Most Common Surnames in the USA & Canada [OC]

    by Fluid-Decision6262

    17 Comments

    1. I have never actually met anyone with the surname Smith, I’ve met a few MacDonalds and Trembleys, though. (In Ontario)

    2. you can literally trace migration patterns here – british roots dominating the north, spanish influence hugging the southwest, and french pockets still holding out in quebec and the maritimes. history in one map

    3. Connect-Speaker on

      Pretty sure Li is number one in Canada, but it’s split between Li and Lee, so Smith comes up the middle.

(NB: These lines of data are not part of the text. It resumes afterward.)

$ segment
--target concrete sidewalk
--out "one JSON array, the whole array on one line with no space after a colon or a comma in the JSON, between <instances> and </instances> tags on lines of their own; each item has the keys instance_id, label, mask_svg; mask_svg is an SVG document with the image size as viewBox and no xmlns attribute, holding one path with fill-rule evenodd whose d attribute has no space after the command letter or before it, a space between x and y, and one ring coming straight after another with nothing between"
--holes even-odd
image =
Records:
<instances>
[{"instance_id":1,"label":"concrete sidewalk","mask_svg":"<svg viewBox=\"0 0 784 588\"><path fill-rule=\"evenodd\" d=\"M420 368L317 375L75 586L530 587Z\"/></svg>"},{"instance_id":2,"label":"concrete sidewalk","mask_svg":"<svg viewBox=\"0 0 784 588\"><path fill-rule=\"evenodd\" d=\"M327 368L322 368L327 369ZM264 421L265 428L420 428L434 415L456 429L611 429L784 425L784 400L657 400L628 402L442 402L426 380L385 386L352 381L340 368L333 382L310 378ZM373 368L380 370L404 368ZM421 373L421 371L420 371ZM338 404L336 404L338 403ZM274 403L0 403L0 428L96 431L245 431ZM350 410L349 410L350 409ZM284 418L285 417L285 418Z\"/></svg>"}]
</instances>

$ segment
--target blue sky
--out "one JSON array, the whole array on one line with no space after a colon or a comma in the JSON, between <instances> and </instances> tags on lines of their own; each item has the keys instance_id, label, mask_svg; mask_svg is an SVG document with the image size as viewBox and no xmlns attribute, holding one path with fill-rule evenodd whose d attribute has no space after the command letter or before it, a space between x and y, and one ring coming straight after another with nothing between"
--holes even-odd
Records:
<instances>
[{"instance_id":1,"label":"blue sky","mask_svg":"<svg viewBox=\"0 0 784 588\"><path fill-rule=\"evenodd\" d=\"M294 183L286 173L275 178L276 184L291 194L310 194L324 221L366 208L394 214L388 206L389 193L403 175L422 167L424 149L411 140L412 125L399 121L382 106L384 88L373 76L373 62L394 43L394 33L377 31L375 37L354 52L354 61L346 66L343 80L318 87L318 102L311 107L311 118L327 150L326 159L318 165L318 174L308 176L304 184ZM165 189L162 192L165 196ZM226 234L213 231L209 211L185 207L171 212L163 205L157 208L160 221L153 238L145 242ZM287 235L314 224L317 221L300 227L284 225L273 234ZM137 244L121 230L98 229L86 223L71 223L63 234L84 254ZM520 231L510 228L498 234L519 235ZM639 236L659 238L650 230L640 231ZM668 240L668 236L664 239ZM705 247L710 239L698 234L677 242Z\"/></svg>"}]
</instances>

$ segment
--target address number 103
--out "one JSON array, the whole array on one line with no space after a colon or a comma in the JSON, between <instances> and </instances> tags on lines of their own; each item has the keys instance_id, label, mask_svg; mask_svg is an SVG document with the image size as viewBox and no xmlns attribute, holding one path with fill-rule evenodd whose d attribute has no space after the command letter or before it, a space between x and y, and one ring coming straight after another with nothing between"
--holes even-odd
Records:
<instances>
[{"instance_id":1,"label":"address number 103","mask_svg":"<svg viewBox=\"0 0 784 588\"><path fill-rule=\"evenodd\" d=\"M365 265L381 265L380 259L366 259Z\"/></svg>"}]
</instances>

    4. Fluid-Decision6262 on

      [https://www.ancestry.com/c/ancestry-blog/whats-the-most-popular-surname-in-your-state](https://www.ancestry.com/c/ancestry-blog/whats-the-most-popular-surname-in-your-state) – USA

      [https://en.wikipedia.org/wiki/Lists_of_most_common_surnames_in_North_American_countries#By_province](https://en.wikipedia.org/wiki/Lists_of_most_common_surnames_in_North_American_countries#By_province) – Canada

      The USA & Canada both have a wide variety of surnames in their databases as a result of shared histories with British settler colonialism and subsequent mass immigration from around the world. Unsurprisingly, Smith is the most common surname in the US and Canada but here are the most common surnames in both countries.

      **USA:**

      1. Smith (2.5 million) – English origin
      2. Johnson (2 million) – English origin
      3. Williams (1.6 million) – Welsh origin
      4. Brown (1.5 million) – English origin
      5. Jones (1.4 million) – Welsh origin
      6. Garcia (1.2 million) – Spanish origin
      7. Miller (1.1 million) – English origin
      8. Rodriguez (1.09 million) – Spanish origin
      9. Martinez (1.06 million) – Spanish origin
      10. Hernandez (1.04 million) – Spanish origin

      **Canada:**

      1. Smith (192k) – English origin
      2. Brown (109k) – English origin
      3. Tremblay (107k) – French origin
      4. Martin (92k) – English & French origin
      5. Roy (90k) – French origin
      6. Gagnon (85k) – French origin
      7. Lee (83k) – English & Chinese origin
      8. Wilson (82k) – Scottish origin
      9. Johnson (79k) – English origin
      10. MacDonald (78k) – Scottish origin

    5. UnsorryCanadian on

      Nova Scotian here, MacDonald is a pretty common surname.

      Although my region has probably an equal amount of Leblancs

    6. These colours are a bit hard. At first I thought Williams was somehow common in Quebec! I don’t know much about map colouring (except the graph theoretic problem!) so I’m not sure how to make it clearer that there are different reds at a glance.

    7. ArgumentativeNerfer on

      Ah. So this is why California and Texas teamed up in that Civil War movie: the Garcias were uniting.

    8. I don’t know where these Smith’s are. I just opened my work address book. Among ~4000 employees, there’s only 4 of them.